ON REPLACING ‘LUIS ARAGONÉS’ AS MANAGER
“I arrived to replace the much-loved Luis Aragonés who was a very effective coach. And all my efforts were to consolidate the team defensively but that approach did not gel with the team as I would have liked. We became more consistent, but we found it hard to be positive. My arrival disrupted something, but it had more to do with the charisma and counter-attacking style of Aragonés. Then the image of Luis was ‘updated’ with the Spanish national side, but throughout his career as a team coach he was the king of the counter-attack. I was aiming for something different, but it was difficult for me with the team I had inherited from Luis.”

ABOUT VALENCIA AS A CITY
“Valencia seemed to me a fascinating city, a place to stay in all your life, but to enjoy it fully you would have had to win two games in a row, and there was no way of that happening. There was a small restaurant near the hotel where I lived, on the Gran Via Marqués del Turia, the ‘Pilsener’ it was called. I went there every night with a close collaborator.”

LOCAL LAD ‘FARINOS’
“A local lad with a very powerful personality, a player with a very wide range of skills. I encouraged him and he got motivated: in his first game he wanted to take a penalty instead of Burrito Ortega, and we had to put the brakes on him. But I liked that… daring to lead. Daring is one of the most powerful weapons that young people have.”

THE LEGENDARY ‘FERNANDO GÓMEZ COLOMER’ (533 OFFICIAL MATCHES WITH VALENCIA CF OVER 15 YEARS)
“The same thing that happened to me in Real Madrid with La Quinta del Buitre: that things in soccer begin and end. I would have loved to have found him in his prime, but he was getting past his prime and it was up to me to manage that. And it is never easy in that situation.”

THE FLAWED GENIUS OF ‘ROMARIO’
“Yes, it was a real shame that I couldn’t take advantage of his genius in one official match. In training he was fascinating for us, in the pre-season matches he was as creative as I imagined he would be, but in the Trofeo Naranja, because he was over-motivated, he suffered a serious muscle injury (after an overhead kick). I remember that he passed by the bench, on top of the stretcher, and I said to Giráldez (the physical trainer): “Out on that stretcher they will take me too!”. And, indeed, I lasted three games more with Valencia CF and with Romario out injured and unable to play.

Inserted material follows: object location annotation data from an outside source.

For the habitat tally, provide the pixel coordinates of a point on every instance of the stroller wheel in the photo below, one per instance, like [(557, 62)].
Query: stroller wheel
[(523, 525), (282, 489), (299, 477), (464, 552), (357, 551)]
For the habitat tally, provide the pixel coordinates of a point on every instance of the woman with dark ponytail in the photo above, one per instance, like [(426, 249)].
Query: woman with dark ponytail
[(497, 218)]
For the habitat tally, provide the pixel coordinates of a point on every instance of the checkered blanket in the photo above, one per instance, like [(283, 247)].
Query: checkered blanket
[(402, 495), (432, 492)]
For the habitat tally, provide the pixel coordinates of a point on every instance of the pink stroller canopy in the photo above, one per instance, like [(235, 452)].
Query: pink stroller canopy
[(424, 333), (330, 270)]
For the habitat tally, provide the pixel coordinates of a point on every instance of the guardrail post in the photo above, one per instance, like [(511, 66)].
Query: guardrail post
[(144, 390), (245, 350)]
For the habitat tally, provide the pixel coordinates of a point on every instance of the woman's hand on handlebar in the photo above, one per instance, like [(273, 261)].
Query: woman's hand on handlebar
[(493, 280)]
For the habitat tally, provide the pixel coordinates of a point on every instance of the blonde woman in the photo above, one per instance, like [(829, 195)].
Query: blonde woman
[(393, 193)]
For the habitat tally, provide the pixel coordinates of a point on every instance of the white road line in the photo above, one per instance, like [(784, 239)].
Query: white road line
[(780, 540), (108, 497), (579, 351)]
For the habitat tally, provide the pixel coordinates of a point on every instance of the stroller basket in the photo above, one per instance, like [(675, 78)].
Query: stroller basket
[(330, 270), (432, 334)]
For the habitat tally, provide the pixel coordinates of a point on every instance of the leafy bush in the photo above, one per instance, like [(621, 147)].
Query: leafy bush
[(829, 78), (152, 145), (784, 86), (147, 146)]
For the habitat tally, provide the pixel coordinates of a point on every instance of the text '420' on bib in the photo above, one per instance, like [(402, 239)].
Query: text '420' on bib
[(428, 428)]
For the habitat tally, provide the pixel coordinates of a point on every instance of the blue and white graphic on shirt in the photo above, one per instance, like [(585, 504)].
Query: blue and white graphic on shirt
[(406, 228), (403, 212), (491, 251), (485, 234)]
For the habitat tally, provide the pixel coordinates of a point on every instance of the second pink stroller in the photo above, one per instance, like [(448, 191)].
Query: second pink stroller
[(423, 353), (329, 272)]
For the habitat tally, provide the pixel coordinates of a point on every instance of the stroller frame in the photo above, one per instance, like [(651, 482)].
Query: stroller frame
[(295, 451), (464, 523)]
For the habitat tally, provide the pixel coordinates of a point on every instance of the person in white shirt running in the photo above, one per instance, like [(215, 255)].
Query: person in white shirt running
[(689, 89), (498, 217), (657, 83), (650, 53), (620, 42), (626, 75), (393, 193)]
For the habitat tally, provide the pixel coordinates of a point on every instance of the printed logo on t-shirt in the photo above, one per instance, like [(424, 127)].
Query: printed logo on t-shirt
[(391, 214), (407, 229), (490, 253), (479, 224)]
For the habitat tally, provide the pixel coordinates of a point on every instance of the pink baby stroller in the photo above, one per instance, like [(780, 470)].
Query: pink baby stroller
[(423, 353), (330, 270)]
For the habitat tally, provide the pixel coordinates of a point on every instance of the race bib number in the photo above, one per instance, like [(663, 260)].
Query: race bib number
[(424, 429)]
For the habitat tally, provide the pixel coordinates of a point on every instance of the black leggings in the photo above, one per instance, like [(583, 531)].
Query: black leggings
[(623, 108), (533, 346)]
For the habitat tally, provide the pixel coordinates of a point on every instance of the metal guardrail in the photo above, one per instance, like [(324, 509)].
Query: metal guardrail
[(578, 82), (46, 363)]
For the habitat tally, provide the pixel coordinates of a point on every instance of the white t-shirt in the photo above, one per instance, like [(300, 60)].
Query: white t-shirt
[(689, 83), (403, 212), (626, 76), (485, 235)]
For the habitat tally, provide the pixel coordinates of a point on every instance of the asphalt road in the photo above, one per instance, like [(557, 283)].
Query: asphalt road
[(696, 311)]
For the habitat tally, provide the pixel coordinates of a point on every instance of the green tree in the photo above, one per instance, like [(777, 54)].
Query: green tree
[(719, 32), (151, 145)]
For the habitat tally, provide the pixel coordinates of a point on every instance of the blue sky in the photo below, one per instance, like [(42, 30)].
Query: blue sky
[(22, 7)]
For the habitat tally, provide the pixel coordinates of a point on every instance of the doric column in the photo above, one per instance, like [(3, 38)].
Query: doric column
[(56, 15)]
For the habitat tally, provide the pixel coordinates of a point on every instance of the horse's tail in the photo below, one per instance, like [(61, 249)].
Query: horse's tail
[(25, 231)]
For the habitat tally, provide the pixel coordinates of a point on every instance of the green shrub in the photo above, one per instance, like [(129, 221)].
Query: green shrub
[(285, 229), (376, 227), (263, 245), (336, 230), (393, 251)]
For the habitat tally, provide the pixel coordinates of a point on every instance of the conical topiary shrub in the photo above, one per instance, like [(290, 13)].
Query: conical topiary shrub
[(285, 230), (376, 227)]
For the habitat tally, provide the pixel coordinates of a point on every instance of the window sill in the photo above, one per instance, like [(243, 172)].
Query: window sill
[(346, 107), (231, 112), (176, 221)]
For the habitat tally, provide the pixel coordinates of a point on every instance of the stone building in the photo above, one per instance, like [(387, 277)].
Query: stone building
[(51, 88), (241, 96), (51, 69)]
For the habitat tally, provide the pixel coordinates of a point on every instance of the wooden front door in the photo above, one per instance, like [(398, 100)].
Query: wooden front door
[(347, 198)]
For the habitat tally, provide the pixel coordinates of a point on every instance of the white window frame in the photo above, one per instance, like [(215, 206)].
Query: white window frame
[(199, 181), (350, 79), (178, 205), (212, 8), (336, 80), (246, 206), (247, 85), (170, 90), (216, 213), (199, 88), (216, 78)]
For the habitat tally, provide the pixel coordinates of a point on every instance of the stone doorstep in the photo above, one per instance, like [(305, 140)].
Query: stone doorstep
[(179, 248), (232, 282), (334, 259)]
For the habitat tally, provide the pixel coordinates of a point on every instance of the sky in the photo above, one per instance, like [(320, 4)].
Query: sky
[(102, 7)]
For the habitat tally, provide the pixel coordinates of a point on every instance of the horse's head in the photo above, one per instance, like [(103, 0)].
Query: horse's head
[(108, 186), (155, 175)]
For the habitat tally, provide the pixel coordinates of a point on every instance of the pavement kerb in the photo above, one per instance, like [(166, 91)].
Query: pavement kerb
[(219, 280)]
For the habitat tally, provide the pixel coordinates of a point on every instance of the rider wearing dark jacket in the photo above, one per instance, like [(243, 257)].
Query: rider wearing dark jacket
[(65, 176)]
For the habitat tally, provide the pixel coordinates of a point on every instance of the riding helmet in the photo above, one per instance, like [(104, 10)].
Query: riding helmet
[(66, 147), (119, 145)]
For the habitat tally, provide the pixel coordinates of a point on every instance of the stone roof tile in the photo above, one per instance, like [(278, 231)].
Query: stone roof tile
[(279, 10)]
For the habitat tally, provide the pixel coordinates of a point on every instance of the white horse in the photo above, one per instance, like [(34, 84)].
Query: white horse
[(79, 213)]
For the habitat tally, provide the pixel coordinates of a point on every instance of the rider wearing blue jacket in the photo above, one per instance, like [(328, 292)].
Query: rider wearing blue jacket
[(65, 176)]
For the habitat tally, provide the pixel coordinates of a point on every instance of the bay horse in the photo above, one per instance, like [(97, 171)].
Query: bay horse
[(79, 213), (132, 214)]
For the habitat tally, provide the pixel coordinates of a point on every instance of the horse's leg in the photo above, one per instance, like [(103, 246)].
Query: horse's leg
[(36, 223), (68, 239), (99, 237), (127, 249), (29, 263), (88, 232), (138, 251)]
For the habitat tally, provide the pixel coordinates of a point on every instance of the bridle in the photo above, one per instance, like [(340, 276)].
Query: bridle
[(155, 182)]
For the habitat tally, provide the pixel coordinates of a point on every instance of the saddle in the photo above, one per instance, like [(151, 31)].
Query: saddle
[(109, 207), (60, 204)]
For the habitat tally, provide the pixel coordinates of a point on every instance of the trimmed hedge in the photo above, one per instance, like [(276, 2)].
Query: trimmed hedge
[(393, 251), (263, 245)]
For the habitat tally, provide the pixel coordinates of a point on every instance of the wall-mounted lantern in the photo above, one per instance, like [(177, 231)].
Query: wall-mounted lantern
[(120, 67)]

Also, I was fired for lining up five non-EU players for Valencia CF in Santander. The first two League games were played without any of the great talents: neither El Piojo, nor El Burrito, nor Romario. They were all with their national teams, and in the third match I committed an unforgivable clumsy mistake. The delegate, Juan Cruz Sol, was also fired. Yes, I deserved to leave the club, but Sol in no way because he is a true life-long representative of Valencia CF and a wonderful person too.”

APPRECIATION OF ‘ZUBIZARRETA’
“Zubi showed himself for what he is: a grown up person and a mature individual. His authority was such that, on one occasion, he saved my professional life. The club was ready to throw me out, the president was I don’t know where. Zubizarreta took his car and went, out of the city of Valencia to meet the president… miles and miles away. He spoke to him in clear terms and fought my corner for me and I continued to work as a coach for a while longer”.

RELATIONSHIP WITH PRESIDENT ‘PACO ROIG’
“The president was much more complicated, we had several disagreements, and even so we ended up on good terms. I met him by chance a few times and he was very kind. The world of soccer takes many people to emotional extremes where they don’t recognise even themselves.”

ON LEAVING FOOTBALL MANAGEMENT FOR GOOD
“First of all, I left it because it is a very absorbing profession. To train you have to dedicate your whole life to it. It is very difficult to think of anything else when you have to manage 23 players, mediate before the media, deal with outside influences… the fans… And I’m far from being an obsessive personality, I’m a bit more scattered. If I lived three lives, I would dedicate one to training. But living only one, no. Then it also happened that my position, first as sports director and then as general director of Real Madrid, took me away from the profession. There were some important offers that made me hesitate and consider returning to football management, but not enough to fall into the temptation of actually returning.”